By: Ben Sweeney

It’s the two questions I get asked the most while coaching. “What weight should I use?” and “I’m working on this skill, should I practice it during the workout?” It is a question that has a very loaded answer. As a coach, it is my responsibility to guide you to the right weight and skill level so you can get the benefits of any workout. Here are a few things to consider when trying to determine how to choose your weights, and how advance your movements should be.

The first thing any athlete needs to realize is that both weights and skills are subjective. Meaning that what is heavy/light for you might not be the same for another athlete, what is a challenging skill for one athlete might not be as challenging for you. When looking at a workout, think to yourself is this a speed workout or a strength workout? Will I be able to finish around the same time as everyone else? How many reps will I be able to do before I need to stop?

An example of a speed workout would be “Fran”. 21-15-9 thrusters and pull ups, 95 pounds for men, 65 pounds for women. This workout should take people no more than 5 minutes max. It might take a little longer if you are just starting CrossFit, but 5 minutes should be the maximum amount of time you want. If it takes longer, then it will to a different stimulus.  There are two things with “Fran” that you need to look at, the weight of the thrusters and pullups. The weight of the thrusters would be considered too heavy if you needed to break up each set of the thrusters 3 or more times. Meaning for the set of 21 you drop the barbell three times, for the set of 15 you drop the barbells 3 times, and for the set of 9 you drop the barbell 3 times. If you need to drop the barbell for your thrusters, you would see more benefits from the workout by decreasing the weight to something that you can do faster and at a higher volume of reps. For example, you drop the weight to 75/55 pounds. You still do the set of 21 in 3 sets, but now you can do the set of 15 in 2 sets, and the set of 9 in 1 set.

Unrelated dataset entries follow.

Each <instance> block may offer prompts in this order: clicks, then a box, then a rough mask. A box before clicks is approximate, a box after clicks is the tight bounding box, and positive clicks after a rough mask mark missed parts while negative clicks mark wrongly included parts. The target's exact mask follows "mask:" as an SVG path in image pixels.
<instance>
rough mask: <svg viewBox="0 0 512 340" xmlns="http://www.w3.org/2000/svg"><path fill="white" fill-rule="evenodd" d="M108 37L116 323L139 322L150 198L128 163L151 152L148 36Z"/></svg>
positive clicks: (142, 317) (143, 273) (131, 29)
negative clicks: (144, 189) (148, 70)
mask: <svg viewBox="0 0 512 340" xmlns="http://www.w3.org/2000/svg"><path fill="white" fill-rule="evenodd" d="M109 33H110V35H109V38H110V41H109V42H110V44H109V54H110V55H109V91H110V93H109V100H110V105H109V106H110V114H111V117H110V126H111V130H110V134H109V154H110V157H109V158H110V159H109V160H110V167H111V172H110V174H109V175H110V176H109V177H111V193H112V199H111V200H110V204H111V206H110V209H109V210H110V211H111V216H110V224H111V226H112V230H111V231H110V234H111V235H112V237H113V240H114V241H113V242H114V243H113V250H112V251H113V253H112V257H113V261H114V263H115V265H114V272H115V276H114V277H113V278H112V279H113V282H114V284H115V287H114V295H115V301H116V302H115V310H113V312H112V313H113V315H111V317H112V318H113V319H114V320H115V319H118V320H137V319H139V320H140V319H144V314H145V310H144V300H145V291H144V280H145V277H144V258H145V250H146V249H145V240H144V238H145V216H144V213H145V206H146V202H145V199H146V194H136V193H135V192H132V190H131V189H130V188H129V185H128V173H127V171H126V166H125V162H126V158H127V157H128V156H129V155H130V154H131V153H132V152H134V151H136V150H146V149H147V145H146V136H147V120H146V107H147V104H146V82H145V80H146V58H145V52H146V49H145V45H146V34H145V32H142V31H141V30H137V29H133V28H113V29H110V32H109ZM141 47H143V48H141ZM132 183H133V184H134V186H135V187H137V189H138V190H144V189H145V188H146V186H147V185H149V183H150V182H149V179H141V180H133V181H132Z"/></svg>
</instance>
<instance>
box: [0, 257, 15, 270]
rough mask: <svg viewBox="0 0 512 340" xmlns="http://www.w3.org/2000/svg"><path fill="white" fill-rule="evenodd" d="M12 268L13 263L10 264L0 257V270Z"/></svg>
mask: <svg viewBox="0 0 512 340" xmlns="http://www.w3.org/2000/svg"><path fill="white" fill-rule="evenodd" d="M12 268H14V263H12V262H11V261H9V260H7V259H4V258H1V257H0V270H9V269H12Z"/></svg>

That will help you finish the workout in that 5 minute mark. As for the pullups, the same rule should apply. If you need to continuously break the pull-ups in 3 sets for each of the sets of 21, 15, and 9 you should consider using a band for assisted pull ups.

An example of a strength and higher skill based workout would be “Holleyman”. 30 Rounds of 5 Wall Balls, 3 Handstand Push-ups, and 1 Power Clean at 225 pounds for men 185 pounds for women. A power clean at that weight might seem heavy for some people, especially when you have 30 in a workout. Instead of putting a light weight on the bar and thinking after the workout is over “I should have gone heavier” ask yourself, “What weight can I do safely that will be challenging for me to consistently hit?” 225/185 might be too heavy for an athlete to perform safely, but if you were to scale back to a weight that is challenging, but you can perform with solid technique you will receive the same benefits of the workout. The same can be said with the handstand push-ups. Three handstand push ups might be too challenging. In order to scale back, you could use an abmat, change to pushups, or L-seated dumbbell presses. While it might not be challenging the first few rounds. The purpose of “Holleyman” is that it gets increasingly harder each round. Whichever scale you choose, should produce the same stimulus and result. Whether you’re going down to an abmat or using dumbbells it should be easier at first and increasingly get harder to do 3 reps each round.

To conclude, always ask yourself what’s the purpose of the workout and follow suit with scaling in accordance to the answer of that question.